Gold mining returns to Arctic as Miramar prepares Doris North site

Gold mining returns to Arctic as Miramar prepares Doris North site

Gold is returning to the North as Miramar Mining (TSX:MAE) readies a site along Canada’s Arctic coast for the first new gold mine development in a generation.

“It’s a great opportunity to see it coming back,” said Larry Connell, Miramar’s environmental manager.

Crews are now quarrying rock near the Vancouver-based company’s Doris North deposit in Nunavut and at the midpoint of Canada’s northern coastline south of the community of Cambridge Bay.

The rock will be used to build loading pads and a jetty for 12 barges loaded with equipment and supplies and now being marshalled in a yard at Hay River, N.W.T. The barges will eventually be towed up the Mackenzie River and through the Northwest Passage to the future mine site.

“It’s all the materials you need to build the earthworks and major buildings,” said Connell. “It is a long trip.”

If all goes well – and a final necessary permit is issued – construction on the $40-million mine will begin this winter with startup set for late 2008. That will make it the first new gold mine in the Canadian Arctic since the 1981 opening of the Lupin mine which produced until 2005.

It will also – for a while, anyway – be the only gold mine in the northern regions once famous for them.

Yellowknife was built over the underground tunnels of mines such as the Giant and the Con. The Discovery mine north of Yellowknife and the Lupin site in Nunavut kept a steady flow of the yellow metal heading south for generations.

But when Lupin closed in 2005 – the last of the North’s gold mines to do so – it was the end of an era.

Doris North could signal a rebirth, said Mike Vaydick, head of the N.W.T. and Nunavut Chamber of Mines.

“We’ve seen a big resurgence in exploration for gold, partly based on price,” he said.

Gold, now worth over $600 an ounce, is nearly twice as valuable as it was when some of those first-generation mines shut down.

Doris North, on its own, is a modest project with an ore body forecast to last only two years. However, Miramar plans to use profits from the high-grade mine to develop several deposits along a 60-kilometre stretch of rock.

“The intent is go much beyond,” said Connell.

There could be enough gold to keep Miramar busy for at least 15 years, and perhaps more, he said. One of the deposits, the Madrid, is estimated to contain 7.4 million ounces of gold, indicated and inferred.

Doris North is also the first gold mine to build on Inuit-owned land.

All royalties will be paid to Nunavut Tunngavik Inc., the corporation that oversees the Nunavut land claim. The federal government will receive only taxes.

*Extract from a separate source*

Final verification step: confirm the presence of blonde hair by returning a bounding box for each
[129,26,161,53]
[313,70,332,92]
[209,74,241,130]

Impact and benefits agreements have been signed with the local Kitikmeot Inuit Association. The mine is expected to offer between 125 and 150 jobs when it’s complete.

Doris North is unlikely to remain the only northern gold mine for long.

Agnico-Eagle’s (TSX:AEM) Meadowbank development, also in Nunavut near the central Arctic community of Baker Lake, is to begin production in 2010. Meadowbank offers 2.9 million ounces of proven and probable gold reserves. That mine is expected to cost $375 million to bring into production.

Gold prices are also strong enough to bring new interest to old mines. Vancouver-based Tyhee Resources is bulk sampling at the old Discovery mine north of Yellowknife to see if it would be economic to reopen that deposit.